Marcel Proust
Lettres à Reynaldo Hahn

VII-23

[Le jeudi soir 31 janvier? 1907] 1

  

Est-ce que vous êtes 2 encore phasché, mon Bunchtbuls? Pauvre Buncht pas croyez que j'ai[e] de moi une idée extraordinaire sous mon " apparente modestie ". Hélas, Niduls, je voudrais bien, mais j'ai certainement de moi une moins grande idée qu'Antoine ne peut avoir de lui-même ou Jean Blanc 3. Je serais peut'être un peu moins malheureux sans cela. Du reste tout le monde est phasché contre moi ce soir. Cardane a dit à Ulrich 4 : " S'il croit que quelqu'un lira son article en dehors de lui et des quelques personnes qui le connaissent 5 ! " C'est du reste Bérité 6. Hasdieu, binuls, ne soyez pas tellement phasché contre B. qui ne sait plus comment doit être avec vous devant hauterch, car s'il est très b. vous trouvez que trop et que moschant pour les autres, et s'il dit que et que vous trousvez que et que. Et que et que. Je voudrais pour vous desrider et desfascher vous écrire mille genstillesses, mais j'ai une crise qui commence et dans la promesse des heures cruelles fait déjà taire mille maux. Hasdieu et Genstil 7


1. Hahn 124-125 (n° LXXIX). Sur papier de deuil. Cette lettre semble avoir été écrite dans la nuit du jeudi 31 janvier à vendredi 11, février 1907 : voir la note 5 ci-après.

2. Ms : vous êtes, mots ajoutés en interligne.

3. Rappelons qu'Antoine Bertholhomme est concierge, Jean Blanc valet de chambre. Voir Cor, II, 218, note 5 et passim.

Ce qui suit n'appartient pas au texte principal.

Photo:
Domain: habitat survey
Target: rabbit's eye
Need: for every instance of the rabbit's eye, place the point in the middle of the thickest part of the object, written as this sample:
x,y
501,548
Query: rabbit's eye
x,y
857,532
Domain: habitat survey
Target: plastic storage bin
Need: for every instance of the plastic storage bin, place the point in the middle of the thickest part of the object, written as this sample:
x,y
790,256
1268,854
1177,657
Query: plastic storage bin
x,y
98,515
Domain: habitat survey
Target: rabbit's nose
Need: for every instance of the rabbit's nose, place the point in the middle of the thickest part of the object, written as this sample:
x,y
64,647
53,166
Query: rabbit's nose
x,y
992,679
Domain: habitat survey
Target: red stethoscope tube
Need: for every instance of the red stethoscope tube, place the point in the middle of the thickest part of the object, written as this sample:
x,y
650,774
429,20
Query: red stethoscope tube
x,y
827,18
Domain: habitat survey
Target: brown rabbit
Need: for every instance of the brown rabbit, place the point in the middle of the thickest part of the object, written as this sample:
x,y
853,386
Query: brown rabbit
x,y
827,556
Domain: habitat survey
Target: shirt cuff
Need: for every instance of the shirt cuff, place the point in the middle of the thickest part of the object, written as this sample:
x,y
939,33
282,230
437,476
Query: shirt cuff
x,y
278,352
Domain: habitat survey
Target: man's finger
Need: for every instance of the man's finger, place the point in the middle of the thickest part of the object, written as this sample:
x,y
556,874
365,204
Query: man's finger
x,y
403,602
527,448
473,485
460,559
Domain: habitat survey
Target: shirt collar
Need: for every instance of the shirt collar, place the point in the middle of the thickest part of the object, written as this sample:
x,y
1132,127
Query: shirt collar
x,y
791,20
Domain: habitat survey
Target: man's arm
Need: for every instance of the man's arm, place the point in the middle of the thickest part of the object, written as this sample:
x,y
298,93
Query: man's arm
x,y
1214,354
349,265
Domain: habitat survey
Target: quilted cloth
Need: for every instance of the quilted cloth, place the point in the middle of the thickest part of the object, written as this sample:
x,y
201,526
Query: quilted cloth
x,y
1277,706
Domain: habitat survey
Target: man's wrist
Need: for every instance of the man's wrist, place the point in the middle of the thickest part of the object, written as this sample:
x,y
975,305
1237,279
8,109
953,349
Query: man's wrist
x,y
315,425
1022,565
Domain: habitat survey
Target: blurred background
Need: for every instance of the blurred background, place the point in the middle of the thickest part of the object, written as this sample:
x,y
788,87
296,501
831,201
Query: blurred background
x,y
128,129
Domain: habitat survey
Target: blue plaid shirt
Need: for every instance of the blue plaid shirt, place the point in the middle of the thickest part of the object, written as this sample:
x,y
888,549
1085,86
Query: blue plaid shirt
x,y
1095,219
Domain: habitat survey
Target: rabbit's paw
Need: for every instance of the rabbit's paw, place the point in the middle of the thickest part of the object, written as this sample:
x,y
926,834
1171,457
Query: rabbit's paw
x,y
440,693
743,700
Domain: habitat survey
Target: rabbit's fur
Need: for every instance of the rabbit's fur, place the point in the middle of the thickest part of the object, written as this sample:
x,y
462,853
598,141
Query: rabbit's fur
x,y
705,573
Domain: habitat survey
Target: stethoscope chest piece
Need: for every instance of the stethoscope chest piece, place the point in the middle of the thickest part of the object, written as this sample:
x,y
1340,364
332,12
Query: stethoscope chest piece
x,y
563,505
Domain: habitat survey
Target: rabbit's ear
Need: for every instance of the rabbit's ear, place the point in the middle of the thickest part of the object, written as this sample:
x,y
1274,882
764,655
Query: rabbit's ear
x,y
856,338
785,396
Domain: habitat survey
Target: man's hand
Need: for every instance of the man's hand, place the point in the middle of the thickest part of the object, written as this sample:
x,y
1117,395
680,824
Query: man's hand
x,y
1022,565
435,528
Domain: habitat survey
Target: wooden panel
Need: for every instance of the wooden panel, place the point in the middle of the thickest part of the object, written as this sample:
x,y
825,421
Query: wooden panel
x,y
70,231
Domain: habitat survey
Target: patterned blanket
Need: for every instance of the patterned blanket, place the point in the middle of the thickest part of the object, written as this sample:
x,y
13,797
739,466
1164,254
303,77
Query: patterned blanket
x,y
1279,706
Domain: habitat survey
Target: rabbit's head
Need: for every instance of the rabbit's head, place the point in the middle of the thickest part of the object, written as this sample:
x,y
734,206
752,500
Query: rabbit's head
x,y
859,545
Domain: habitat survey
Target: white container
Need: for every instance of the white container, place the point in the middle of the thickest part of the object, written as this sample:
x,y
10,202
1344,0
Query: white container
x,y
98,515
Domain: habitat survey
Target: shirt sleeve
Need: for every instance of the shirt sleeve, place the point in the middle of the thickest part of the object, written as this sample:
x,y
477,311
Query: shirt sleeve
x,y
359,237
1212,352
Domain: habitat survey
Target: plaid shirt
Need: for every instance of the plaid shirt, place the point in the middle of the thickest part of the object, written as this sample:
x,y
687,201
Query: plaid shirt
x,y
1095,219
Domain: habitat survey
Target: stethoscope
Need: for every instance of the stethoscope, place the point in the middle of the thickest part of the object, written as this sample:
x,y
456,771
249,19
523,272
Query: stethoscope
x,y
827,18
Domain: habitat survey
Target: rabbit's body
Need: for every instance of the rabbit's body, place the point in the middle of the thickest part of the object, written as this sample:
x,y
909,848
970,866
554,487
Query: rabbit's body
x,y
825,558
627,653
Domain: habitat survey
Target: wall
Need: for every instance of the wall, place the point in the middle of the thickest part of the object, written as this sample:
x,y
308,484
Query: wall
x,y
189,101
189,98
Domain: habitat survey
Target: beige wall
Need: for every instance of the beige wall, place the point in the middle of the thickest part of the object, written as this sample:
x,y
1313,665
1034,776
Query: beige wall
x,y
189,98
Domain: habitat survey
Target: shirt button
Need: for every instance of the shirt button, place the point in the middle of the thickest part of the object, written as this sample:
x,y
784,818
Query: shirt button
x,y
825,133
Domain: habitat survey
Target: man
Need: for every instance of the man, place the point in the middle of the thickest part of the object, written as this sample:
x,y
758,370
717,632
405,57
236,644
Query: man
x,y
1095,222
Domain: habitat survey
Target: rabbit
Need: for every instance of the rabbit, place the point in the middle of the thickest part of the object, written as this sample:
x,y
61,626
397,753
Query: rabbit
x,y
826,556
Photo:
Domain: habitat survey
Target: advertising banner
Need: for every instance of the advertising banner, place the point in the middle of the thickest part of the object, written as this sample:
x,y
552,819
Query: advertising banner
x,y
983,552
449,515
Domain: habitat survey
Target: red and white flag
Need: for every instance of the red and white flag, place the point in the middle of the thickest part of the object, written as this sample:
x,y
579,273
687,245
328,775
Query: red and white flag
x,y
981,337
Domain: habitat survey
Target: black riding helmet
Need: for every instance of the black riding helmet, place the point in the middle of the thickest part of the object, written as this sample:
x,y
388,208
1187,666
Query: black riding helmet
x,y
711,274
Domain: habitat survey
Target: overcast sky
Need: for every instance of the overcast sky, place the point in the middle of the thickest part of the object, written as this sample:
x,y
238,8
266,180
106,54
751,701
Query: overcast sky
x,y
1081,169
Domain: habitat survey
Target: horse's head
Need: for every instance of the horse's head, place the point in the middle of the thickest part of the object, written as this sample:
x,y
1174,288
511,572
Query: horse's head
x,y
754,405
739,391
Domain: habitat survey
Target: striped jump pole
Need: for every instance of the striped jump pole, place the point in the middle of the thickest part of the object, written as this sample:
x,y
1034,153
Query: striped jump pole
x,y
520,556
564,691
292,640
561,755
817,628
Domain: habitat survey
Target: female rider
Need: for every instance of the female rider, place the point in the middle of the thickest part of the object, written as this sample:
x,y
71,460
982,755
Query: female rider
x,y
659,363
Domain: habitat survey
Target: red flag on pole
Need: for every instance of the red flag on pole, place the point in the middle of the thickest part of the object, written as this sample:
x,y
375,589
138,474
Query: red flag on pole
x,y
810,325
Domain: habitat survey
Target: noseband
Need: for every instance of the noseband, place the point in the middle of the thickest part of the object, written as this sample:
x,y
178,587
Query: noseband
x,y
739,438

4. Voir Cor, III, 269, note 7.

5. Il est question ici, semble-t-il, de l'article Sentiments filiaux d'un parricide, qui a paru dans Le Figaro du vendredi 1- février 1907. A l'égard de cet article, Proust exprime une même humilité dans sa lettre du 3 février 1907 à Robert Dreyfus ci-après.

6. " Bérité " pour Vérité, déformation voulue.